Xenograft Tumor Studies.

Animal protocols were approved by the Animal Use Committee of Indiana University School of Medicine. Naturally obese diabetic mice with severe combined immunodeficiency (NOD/SCID) were maintained in microisolator cages with sterile bedding, food, and water. Male and female NOD/SCID mice at 9 to 12 weeks of age were inoculated s.c. in the flank with 10 × 106 SF767 cells suspended in 0.1 ml of Hanks' balanced saline solution containing 1 mM HEPES. When tumors were palpable (∼3 weeks later), the mice were divided into treatment groups.
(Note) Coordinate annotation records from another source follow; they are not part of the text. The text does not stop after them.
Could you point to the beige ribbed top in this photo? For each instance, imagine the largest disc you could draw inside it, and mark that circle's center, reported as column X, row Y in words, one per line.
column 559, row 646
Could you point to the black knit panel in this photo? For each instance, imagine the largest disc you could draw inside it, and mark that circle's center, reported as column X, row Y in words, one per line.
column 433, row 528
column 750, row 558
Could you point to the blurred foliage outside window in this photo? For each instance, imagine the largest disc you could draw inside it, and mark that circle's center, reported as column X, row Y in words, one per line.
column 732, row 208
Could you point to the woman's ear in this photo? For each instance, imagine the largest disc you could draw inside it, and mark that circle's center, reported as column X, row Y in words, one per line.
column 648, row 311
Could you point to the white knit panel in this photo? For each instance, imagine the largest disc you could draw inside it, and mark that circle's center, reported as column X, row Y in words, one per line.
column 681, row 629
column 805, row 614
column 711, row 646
The four groups were comprised of control animals and those implanted s.c. with one, two, or three Alzet pumps (Alza Corp., Palo Alto, CA) per mouse. Each pump was designed to deliver 1 μl of BG, or 0.003 mg/h, for 72 h. Thus, mice bearing one, two, or three pumps received 24-h cumulative doses of 0.07, 0.13, and 0.2 mg of BG, respectively. With the average weight of 25 g/mouse, the respective cumulative 24-h doses were ∼2.8, 5.2, and 8.0 mg/kg. Mice were sacrificed from each group at 24-h postimplantation, and the tumors were excised, frozen in liquid nitrogen, and stored at −80°C. The remaining mice received a bolus i.p. injection of BG (80 mg/kg) at 24-h after pump implantation; control mice received an equivalent dose of vehicle. Tumors were then harvested at 1, 12, and 24 h after the bolus injection.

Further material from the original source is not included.